Staff Writer | Science & Environment Editor

“I grew up in a family that valued art a lot — my father is an art historian — so I get nostalgic when I go to museums and churches. … I grew up being immersed in that world,” Spencer Smith, assistant professor of physics at Mount Holyoke College, explained in an interview with Mount Holyoke News. “When it [comes] to physics, it seems completely different [from art]. … But how I initially got into physics was from an aesthetic point of view. … I saw aspects of physics that I thought are aesthetically beautiful. You can think of this in terms of symmetries, [like the] Principle of Simplicity, or you can … [think of] the complexity that can come out of very simple systems,” Smith said. 

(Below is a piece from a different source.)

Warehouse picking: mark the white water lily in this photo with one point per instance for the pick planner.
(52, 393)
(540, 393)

Studying the intersections of complex, differing fields appears to be Smith’s natural instinct. Smith has taught at Mount Holyoke since 2013, according to the College’s website. In his work at Mount Holyoke, Smith invites students to investigate these intersections and explore the multiple dimensions of physics, a field rooted in analyzing the interactions present in the fundamental makeup of the universe. 

This mixing of fields is not found only in Smith’s interest in art and his professional pursuit of physics, but seems to guide him in all aspects of his life, including his research. According to his profile page on the Mount Holyoke website, Smith’s work “characterize[s] the complexity inherent in chaotic fluid motion.” Smith’s study of fluid dynamic systems is highly related to two different mathematical principles: chaos theory and topology. 

“Chaos theory is the study of how predictable systems are,” Smith said. He further explained that because a system’s predictability decreases with the passage of time, some systems become fundamentally unpredictable after a certain amount of time. Continuing on, he described the relationship between chaos theory and physics, saying, “This is a big, important thing in physics because a lot of what we do in physics is [to] try to predict the future. … What is this going to look like in the future? How is this going to be in the future?” We may not be able to get answers to these questions all the time, he explained, as systems display increasingly larger uncertainties over time, to the point that specialists are unable to predict or estimate future occurrences in some systems.  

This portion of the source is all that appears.